Denver cuts services to pay for migrant crisis
City projects $180M budget shortfall in ’24
Denver Motor Vehicle offices will close for a week at a time on a rotating basis, recreation centers will reduce their hours and the parks department will slash programming by 25 percent to help offset the fast-rising costs of sheltering migrants in the city.
Denver Mayor Mike Johnston announced the first round of budget cuts at a news conference Friday morning — changes that, including those reductions and other small ones, will add up to $5 million in budget savings this year, he said.
But more painful cuts may be coming. The city, which was sheltering more than 3,500 migrants in hotels and other places as of Friday morning, is projecting a potential $180 million budget shortfall in 2024 without more state or federal support.

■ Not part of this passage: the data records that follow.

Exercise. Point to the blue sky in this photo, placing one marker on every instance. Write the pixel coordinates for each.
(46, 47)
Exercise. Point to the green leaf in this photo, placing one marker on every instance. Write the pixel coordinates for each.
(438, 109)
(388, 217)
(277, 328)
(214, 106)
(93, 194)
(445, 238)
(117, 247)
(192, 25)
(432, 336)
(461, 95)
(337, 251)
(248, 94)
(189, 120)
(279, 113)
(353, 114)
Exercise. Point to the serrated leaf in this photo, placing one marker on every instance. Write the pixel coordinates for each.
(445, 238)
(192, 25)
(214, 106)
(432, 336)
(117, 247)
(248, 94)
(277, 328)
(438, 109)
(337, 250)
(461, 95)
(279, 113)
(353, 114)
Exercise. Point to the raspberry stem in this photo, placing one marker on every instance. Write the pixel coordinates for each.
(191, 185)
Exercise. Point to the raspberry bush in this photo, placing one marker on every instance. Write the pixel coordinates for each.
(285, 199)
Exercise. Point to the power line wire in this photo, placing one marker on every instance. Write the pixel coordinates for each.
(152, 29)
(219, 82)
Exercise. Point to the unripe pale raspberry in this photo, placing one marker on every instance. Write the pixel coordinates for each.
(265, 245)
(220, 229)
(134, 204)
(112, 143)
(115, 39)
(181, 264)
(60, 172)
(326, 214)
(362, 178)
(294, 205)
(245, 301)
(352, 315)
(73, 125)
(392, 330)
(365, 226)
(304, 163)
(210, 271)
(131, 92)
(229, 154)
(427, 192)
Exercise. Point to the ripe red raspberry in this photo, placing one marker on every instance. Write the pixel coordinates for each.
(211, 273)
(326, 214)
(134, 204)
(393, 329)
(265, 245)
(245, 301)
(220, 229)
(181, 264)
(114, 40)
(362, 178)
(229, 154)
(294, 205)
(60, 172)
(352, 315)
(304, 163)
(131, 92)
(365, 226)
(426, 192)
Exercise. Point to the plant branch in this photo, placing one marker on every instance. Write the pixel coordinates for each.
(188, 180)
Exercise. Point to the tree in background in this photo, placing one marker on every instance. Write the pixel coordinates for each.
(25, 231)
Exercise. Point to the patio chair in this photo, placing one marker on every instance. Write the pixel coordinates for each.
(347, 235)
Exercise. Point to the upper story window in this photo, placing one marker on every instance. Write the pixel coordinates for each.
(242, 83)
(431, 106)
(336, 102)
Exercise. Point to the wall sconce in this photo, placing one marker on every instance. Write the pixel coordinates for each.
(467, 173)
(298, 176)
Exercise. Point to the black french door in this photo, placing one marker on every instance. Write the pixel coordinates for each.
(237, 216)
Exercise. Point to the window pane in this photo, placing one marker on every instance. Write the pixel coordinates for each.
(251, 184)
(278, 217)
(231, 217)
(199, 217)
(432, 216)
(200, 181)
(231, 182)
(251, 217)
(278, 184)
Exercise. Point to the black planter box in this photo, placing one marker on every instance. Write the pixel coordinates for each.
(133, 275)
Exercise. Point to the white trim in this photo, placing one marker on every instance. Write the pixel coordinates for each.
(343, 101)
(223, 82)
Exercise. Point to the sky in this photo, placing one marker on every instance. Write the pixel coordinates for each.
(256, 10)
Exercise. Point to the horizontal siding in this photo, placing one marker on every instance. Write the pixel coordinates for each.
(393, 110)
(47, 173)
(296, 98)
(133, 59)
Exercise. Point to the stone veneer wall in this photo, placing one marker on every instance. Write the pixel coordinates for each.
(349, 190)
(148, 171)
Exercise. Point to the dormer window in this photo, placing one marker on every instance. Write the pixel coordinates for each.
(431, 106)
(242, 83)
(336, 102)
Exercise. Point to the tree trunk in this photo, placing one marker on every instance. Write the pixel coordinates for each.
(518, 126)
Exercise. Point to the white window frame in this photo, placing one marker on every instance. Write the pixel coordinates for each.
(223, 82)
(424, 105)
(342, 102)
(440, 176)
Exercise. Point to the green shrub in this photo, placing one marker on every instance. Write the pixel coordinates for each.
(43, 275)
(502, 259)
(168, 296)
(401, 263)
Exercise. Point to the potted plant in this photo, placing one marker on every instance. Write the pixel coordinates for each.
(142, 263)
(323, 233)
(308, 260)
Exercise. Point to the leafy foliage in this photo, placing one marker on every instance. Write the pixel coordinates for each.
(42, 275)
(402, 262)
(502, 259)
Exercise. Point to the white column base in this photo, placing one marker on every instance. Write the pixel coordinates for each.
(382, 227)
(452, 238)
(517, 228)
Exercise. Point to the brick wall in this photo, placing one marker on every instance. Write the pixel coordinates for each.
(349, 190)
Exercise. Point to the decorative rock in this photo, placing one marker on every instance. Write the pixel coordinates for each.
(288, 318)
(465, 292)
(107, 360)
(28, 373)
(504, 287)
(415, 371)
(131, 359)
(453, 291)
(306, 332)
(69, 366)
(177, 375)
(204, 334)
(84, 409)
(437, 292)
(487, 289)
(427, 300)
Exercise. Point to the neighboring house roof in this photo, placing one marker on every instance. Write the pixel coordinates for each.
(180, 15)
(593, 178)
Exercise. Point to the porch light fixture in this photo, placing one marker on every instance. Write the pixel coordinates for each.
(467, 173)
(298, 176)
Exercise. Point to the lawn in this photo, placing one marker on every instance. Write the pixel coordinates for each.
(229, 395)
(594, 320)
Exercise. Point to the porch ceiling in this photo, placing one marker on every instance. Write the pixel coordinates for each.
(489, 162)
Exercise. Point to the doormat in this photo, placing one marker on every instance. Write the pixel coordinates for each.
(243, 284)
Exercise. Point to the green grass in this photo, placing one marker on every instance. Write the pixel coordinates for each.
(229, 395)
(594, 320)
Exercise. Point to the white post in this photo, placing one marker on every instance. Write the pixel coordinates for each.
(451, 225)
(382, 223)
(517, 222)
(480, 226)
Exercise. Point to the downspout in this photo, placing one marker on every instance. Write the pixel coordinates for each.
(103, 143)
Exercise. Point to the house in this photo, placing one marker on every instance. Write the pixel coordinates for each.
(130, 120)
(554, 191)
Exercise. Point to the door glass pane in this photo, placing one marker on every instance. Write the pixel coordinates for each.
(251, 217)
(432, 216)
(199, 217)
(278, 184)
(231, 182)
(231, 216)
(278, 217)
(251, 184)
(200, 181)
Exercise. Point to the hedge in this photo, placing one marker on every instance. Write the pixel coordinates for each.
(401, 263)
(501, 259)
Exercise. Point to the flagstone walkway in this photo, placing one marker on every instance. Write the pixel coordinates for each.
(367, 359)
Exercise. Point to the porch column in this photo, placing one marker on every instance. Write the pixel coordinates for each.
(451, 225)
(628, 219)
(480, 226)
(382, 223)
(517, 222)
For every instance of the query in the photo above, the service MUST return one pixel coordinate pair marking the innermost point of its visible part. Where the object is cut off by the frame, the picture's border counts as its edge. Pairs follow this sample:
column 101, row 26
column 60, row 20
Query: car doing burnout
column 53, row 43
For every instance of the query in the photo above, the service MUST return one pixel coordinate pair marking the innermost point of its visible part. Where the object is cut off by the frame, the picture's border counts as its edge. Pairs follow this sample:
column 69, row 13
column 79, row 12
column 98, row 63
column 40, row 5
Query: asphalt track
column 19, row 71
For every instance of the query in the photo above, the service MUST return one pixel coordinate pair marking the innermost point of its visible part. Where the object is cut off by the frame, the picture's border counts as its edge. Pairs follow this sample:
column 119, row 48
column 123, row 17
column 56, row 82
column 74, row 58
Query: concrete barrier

Friday’s announcement signaled a turning point for city leaders. They had been planning for potential budget cuts in recent weeks but were holding out hope that a tentative border deal in Congress would spare any major reductions in city services by providing federal funding to cities like Denver.
When the border security deal collapsed in the U.S. Senate earlier this week, the city was forced to pivot, said Johnston — who pointedly put the blame on former President Donald Trump, who had pressured Republicans to reject it, in a 2-minute video posted on social media Wednesday.
“This is a plan for shared sacrifice. This is what good people do in hard situations as you’re trying to manage your way to serve all of your values,” the mayor said while flanked by City Council members and other officials, including Parks and Recreation executive director Jolon Clark.
“We will reduce hours at our rec centers,” the mayor said. “Our regional centers that are seven days (a week), we’ll come back to six days. Those sites that are six days (a week) will stay in six days but will reduce hours.”
Johnston said more cuts — and possibly more difficult ones — may be coming soon.